She scratches the flower-beds, takes out the seed,
Then gets in the manger and scatters the feed;
She wakes up the baby, and flies at the cat,
And tears, like a fury, the fibre door-mat.
Sometimes I could kill her in cold blood; but then
She lays a fine egg - does the old brown hen.

She upsets the dust-box, fills up the sink,
Then leaves on the white step a footprint like ink:
She makes me so angry, the bird I could choke:
I chase her with potsticks, and pelt her with coke.
But would you believe it?

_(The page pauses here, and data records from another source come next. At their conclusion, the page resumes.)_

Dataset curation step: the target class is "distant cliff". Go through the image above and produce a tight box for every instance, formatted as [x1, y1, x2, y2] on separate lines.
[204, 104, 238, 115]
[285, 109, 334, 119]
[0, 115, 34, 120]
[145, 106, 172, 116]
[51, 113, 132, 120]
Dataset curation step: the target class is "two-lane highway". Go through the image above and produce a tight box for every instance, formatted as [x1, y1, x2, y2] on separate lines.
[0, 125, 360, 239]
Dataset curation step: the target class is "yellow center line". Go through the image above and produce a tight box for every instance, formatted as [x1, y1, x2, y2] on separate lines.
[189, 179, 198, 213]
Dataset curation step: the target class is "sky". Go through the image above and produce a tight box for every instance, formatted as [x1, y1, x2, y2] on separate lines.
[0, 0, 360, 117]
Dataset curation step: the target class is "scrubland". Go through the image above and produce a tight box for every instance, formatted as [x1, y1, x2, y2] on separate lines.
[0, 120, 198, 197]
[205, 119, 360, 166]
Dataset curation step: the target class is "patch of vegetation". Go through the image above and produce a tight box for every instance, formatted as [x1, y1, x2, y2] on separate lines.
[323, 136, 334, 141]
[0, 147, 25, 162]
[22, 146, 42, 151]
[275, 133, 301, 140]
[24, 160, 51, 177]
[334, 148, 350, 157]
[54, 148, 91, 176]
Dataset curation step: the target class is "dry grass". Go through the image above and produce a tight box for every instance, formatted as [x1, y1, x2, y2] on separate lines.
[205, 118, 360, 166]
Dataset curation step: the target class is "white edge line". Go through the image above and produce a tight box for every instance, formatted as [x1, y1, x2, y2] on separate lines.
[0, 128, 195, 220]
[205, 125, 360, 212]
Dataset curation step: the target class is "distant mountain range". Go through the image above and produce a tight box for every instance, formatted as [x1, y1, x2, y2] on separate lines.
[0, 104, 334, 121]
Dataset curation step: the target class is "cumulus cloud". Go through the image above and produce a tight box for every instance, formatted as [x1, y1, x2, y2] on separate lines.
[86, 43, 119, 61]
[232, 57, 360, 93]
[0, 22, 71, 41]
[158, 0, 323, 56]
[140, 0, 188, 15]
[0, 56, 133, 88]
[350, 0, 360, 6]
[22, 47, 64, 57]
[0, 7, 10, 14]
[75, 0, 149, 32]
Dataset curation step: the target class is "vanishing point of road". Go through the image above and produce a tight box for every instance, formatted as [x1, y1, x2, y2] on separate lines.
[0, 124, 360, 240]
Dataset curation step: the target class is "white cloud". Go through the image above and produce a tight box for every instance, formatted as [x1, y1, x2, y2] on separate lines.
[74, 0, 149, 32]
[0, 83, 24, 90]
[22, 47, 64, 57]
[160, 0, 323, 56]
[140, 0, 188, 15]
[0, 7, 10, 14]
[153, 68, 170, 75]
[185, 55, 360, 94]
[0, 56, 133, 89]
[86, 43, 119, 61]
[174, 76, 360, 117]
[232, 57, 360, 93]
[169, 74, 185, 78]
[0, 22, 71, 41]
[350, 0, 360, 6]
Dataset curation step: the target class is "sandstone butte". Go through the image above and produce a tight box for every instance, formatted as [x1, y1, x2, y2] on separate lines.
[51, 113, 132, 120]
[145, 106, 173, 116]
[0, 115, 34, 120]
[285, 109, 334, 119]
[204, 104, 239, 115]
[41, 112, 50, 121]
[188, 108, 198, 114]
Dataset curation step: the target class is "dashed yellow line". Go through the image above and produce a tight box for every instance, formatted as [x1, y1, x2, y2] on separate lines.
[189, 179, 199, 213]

Nine times out of ten
She dodges them all, does the old brown hen.

No beauty or breed has the old brown hen,
She never set foot in a fancier's pen;
Her breast has no feathers, her tail is awry,
And sometime I think she is blind of an eye.
Nobody would steal her, that's certain, but then
They don't know her value -- the old brown hen.
She's laying or hatching the whole year round,
She nests in the long grass, and sits on the ground;
And though she's a terror, and so full of tricks,
If I do not get eggs I'm sure to get chicks.
She never once brought out chicks fewer than ten --
She pays for her keep, does the old brown hen.

First published
in The Australian Town & Country Journal, 13 June 1906;
and later in
The Worker, 22 December 1910; and
Louisa Lawson: Collected Poems with Selected Critical Commentaries edited by L. M. Rutherford, M. E. Roughley and Nigel Spence, 1996.

Author: Louisa Lawson (1848-1920) was born Louisa Albury in Mudgee, New South Wales, and married Niels "Peter" Larsen in 1866; the couple later anglicised their surname to Lawson.  Louisa's son Henry Lawson was born in 1867, and she separated from her husband and moved to Sydney on 1883.  She bought the Republican in 1887 and produced most of the copy in partnership with her son.  In 1888 she started the Dawn, Australian's first publication for women.  After an accident in 1900 her newspaper work slowly waned and she died in Gladesville in 1920.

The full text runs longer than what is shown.